Uni Eropa secara aktif berusaha mendorong Armenia menjauh dari Rusia, seperti yang dilansir oleh La Vanguardia dari Brussels. Pihak Uni Eropa mengadakan apa yang telah didefinisikan sebagai "pertemuan puncak bilateral pertama yang bersejarah" dengan negara Asia itu, menandatangani deklarasi konektivitas dan mengidentifikasi wilayah itu sebagai "jembatan strategis antara Eropa, Kaukasus Selatan dan Asia Tengah".

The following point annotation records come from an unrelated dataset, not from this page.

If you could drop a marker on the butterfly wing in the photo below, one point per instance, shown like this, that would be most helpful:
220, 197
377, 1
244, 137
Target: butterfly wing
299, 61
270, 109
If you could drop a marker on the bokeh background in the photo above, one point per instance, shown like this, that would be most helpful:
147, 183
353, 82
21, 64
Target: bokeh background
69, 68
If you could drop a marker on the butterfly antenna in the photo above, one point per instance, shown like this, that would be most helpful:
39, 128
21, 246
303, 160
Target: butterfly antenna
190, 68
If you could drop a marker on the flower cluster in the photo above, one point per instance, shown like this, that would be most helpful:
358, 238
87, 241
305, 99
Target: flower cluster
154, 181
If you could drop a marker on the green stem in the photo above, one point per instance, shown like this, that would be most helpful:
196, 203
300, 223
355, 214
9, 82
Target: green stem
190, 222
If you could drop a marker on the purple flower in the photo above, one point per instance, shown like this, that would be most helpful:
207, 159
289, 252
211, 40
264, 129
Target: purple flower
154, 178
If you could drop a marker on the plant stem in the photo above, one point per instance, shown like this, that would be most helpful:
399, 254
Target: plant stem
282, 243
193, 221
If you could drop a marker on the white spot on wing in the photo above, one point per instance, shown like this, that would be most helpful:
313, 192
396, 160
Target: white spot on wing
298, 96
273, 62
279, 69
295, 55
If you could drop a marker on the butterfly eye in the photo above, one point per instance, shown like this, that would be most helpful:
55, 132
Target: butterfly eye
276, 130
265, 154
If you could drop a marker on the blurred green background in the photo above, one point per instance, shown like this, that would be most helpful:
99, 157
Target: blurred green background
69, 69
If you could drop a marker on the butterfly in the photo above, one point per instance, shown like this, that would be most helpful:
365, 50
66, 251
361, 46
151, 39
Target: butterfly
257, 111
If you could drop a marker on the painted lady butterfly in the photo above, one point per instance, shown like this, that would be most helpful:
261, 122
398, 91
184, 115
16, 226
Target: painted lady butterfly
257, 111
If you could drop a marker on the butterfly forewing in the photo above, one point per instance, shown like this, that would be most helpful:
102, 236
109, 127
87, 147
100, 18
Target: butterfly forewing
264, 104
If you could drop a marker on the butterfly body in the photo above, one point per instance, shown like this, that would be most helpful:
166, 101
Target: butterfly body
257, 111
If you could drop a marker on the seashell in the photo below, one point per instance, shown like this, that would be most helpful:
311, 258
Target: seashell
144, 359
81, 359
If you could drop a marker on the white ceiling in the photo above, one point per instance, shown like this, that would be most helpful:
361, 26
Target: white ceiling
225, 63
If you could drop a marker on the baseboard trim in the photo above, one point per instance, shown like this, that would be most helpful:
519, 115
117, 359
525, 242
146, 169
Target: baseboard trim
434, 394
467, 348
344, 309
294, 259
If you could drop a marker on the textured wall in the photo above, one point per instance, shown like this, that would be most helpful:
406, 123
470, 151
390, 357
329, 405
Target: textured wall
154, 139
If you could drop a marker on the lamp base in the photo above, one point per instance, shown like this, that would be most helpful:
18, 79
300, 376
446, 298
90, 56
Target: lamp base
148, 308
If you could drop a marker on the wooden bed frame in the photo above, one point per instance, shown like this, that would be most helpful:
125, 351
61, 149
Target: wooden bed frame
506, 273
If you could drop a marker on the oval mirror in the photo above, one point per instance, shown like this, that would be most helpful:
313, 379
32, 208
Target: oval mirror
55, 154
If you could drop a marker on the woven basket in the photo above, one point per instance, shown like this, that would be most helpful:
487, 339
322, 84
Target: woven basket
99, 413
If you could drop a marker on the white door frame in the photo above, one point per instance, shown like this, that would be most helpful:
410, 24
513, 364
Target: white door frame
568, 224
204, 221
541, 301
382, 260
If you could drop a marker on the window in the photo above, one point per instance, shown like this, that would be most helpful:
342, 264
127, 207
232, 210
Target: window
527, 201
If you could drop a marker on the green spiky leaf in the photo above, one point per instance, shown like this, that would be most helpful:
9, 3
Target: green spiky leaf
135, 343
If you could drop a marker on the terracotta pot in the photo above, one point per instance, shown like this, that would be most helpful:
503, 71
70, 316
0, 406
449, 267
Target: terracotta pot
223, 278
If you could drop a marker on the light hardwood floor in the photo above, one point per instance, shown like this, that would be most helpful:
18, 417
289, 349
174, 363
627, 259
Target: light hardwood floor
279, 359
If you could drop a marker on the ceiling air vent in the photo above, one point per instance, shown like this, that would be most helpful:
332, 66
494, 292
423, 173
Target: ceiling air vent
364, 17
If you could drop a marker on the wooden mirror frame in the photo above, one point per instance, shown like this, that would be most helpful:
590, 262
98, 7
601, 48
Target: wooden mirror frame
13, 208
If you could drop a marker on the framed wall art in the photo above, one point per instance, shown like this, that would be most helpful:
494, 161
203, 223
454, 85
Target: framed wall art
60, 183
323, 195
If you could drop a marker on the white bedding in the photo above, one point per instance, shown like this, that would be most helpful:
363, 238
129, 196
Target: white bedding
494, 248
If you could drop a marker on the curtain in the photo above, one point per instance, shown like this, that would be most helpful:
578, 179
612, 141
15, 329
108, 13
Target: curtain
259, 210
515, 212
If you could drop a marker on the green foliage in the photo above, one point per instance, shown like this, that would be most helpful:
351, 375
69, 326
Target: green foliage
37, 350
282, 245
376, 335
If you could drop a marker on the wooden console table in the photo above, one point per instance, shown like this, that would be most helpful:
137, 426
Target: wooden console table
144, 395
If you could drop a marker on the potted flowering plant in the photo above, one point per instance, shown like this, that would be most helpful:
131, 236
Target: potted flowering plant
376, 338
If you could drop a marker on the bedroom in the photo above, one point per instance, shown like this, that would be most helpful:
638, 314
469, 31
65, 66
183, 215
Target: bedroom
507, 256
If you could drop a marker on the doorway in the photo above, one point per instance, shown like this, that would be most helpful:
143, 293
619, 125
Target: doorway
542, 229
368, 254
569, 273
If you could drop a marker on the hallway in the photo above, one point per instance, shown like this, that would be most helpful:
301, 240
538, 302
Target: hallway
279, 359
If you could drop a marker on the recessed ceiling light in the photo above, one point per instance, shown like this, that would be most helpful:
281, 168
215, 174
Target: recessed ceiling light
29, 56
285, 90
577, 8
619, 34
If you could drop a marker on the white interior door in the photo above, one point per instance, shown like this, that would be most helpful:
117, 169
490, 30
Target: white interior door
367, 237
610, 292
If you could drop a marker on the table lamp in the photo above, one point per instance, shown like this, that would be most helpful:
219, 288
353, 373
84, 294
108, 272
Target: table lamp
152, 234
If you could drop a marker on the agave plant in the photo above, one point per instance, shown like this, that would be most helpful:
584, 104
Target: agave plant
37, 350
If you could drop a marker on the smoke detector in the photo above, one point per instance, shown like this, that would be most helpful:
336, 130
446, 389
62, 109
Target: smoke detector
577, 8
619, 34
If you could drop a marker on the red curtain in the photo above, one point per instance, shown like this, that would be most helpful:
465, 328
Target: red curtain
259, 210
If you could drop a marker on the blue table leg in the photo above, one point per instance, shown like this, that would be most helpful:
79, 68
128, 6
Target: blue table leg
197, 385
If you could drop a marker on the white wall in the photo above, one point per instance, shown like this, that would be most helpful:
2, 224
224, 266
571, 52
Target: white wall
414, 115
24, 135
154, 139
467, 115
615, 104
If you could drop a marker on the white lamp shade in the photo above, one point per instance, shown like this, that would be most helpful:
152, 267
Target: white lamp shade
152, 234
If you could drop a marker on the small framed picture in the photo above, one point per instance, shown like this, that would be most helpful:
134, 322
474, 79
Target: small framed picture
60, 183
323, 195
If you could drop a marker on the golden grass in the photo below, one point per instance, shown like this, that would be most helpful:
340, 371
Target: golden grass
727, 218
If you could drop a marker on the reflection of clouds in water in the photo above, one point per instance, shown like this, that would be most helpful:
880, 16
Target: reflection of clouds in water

Pergeseran pro-Eropa di Armenia menjadi masalah politik dan geopolitik yang signifikan. Di satu sisi, Perdana Menteri Nikol Pashinyan telah meminta aksesi Uni Eropa, yang membuat marah Moskow. Di sisi lain, Armenia masih sangat bergantung pada Rusia secara finansial, tetap berada di EEU (Uni Ekonomi Eurasia), dan masih menjadi tuan rumah pangkalan militer Rusia.
Untuk mengimbangi yang terakhir, UE berencana untuk mendukung pendekatan dengan suntikan ekonomi, layanan keamanan, dan investasi strategis. Secara khusus, menurut laporan tersebut, Brussels menjanjikan € 270 juta selama empat tahun, tetapi mengharapkan untuk memobilisasi € 2,5 miliar dalam bentuk uang pribadi, bersama dengan persetujuan misi sipil untuk membantu Armenia menghadapi ancaman, terutama Rusia.
KTT dan berita itu muncul setelah kesepakatan nuklir sipil AS dengan Armenia awal 2026 dan hanya beberapa hari setelah Zelenskyy menuduh Israel melegitimasi penjarahan Rusia.